Ramazan geldi. Gazetelerde, televizyon ve radyo kanallarında ramazan sohbetlerinden geçilmiyor. Ben de bunları bazen okuyor veya dinliyorum. Bu yazı ve sohbetler iki kümeden oluşuyor. Birinci kümedeki yazılarda (dindarlar bunları seviyor) “şekil ve usul” anlatılıyor.
Burada anlatılanlar “Günah işleyebilirsin. Ama takke giyer, başını bağlar, ibadet edersen yine de cennete gidersin” şeklinde özetlenebilir. Diğer kümede de İslam’ın ibadetten ibaret olmadığı, özünde insanın toplum içindeki davranışlarını düzenlemeyi amaçladığı anlatılıyor. İslam “güzel ahlâk” dinidir deniyor. Güzel ahlak nedir sorusuna da Peygamberimizin yaşam tarzıdır cevabı veriliyor. Peki, Müslümanlar, ne kadar ahlaklı?

DÜNYA AHLAKLILIK ENDEKSİ


“Dünya Ahlaklılık Endeksi” diye bir şey yok. Buna karşılık Türkiye’de de faaliyet gösteren Transparency International (Uluslararası Saydamlık) adlı bir kurumun yayınladığı “Yolsuzluk Algılanması Endeksi” diye bir sıralama var. Yolsuzluk ile ahlaksızlık tam olarak eş anlamlı değil.
Daha doğrusu, yolsuzluk ahlaksızlığın sadece bir türüdür. Yolsuzluk yapan herkes kesin ahlaksızdır. Ama eline fırsat geçmediği için hayatında hiç yolsuzluk yapmamış bir kişi de ahlaksız olabilir. Yayınlanan son listede Türkiye, Avrupa’nın en yüksek yolsuzluk algılamasına sahip ülkesi olarak yer alıyor.

AHLAK NEDİR?


Eğer ahlakın evrensel bir tanımı yoksa her toplum kendini ahlaklı sanabilir. Öyleyse önce bir tanım gerek.
“Ahlak, toplum tarafından geliştirilen ve bireylerden uyması istenen; amacı, bireyin kendi nefis ve çıkarlarını kollarken, diğer bireylerin ve toplumun çıkarlarına halel getirmesini engellemek olan kurallar manzumesidir.”

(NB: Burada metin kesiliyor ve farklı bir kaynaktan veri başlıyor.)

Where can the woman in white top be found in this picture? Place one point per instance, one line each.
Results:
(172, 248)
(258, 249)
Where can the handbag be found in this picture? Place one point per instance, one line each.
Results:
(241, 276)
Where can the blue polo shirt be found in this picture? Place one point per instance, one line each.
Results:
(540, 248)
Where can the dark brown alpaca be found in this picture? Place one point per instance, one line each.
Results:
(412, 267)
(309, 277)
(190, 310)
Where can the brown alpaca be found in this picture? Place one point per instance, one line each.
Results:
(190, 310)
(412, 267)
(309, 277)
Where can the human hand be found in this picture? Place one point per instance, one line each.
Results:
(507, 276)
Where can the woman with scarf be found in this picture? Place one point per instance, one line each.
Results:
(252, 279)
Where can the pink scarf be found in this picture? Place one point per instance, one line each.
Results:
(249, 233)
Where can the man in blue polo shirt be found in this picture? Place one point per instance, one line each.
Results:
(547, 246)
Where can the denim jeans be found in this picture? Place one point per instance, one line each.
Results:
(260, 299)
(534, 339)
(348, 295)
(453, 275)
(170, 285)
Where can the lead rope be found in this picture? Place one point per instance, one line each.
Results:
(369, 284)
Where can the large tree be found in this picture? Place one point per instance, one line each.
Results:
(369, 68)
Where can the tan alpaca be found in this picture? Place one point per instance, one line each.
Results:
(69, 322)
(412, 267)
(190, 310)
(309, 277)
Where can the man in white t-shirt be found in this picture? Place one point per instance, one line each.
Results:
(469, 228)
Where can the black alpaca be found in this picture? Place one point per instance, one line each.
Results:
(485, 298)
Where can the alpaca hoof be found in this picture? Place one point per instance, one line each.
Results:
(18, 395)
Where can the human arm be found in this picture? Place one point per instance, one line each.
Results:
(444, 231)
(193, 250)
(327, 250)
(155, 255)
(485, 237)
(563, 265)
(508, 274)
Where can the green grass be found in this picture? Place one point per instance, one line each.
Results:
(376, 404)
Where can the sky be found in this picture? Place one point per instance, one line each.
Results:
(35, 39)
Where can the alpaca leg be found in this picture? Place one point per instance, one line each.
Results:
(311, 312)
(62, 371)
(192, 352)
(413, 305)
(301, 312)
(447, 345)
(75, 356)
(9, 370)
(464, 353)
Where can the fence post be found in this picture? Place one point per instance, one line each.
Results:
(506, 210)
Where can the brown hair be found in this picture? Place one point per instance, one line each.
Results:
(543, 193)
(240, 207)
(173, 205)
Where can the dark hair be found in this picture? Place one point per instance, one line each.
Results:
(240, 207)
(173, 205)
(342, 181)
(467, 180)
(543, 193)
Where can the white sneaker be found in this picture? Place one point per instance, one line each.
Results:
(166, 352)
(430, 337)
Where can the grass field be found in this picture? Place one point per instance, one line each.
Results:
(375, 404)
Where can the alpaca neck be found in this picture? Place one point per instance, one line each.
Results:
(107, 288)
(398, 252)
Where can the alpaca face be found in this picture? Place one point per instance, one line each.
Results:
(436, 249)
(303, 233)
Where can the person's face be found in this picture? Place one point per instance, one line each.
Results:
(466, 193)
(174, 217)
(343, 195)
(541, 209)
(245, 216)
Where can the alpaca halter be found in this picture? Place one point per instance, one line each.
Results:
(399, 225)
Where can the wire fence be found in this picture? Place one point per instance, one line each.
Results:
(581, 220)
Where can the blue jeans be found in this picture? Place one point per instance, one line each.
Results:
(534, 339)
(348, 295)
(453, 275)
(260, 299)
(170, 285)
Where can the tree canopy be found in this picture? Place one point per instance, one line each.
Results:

RÜTBE-İ AHLAKIN AYNASI NEDİR?


Doğada sadece soyut değil, somut olan pek çok şey de doğrudan ölçülemez. Mesela bir toplumun ahlaklılık rütbesi, ancak yarattığı sonuçlar üzerinden ölçülebilir. Ahlakın sonuçları mutlaka bir yerde “ete kemiğe bürünür” ve çıplak gözle görülür. Bunların başında da “imar ve trafik” düzenleri gelir. Bugünden itibaren herkesin fahri “ahlak ölçüm uzmanı” olmasını istiyorum.
İki göreviniz var. Birincisi; gittiğiniz, gezdiğiniz ve gördüğünüz her köy, kasaba, semt, kent ve ülkeyi “trafik” ve “imar” kıstaslarına göre değerleyin. Bu nispeten kolay olan görevinizdir. Zor olan ikincisidir. Önce kendinizin, sonra babanızın, ananızın, kardeş, akraba ve hemşerinizin, sevdiklerinizin ve saydıklarınızın aldığı her kararı ve davranışı yine bu iki kıstasa göre değerleyin ve “0-10” arası bir not verin.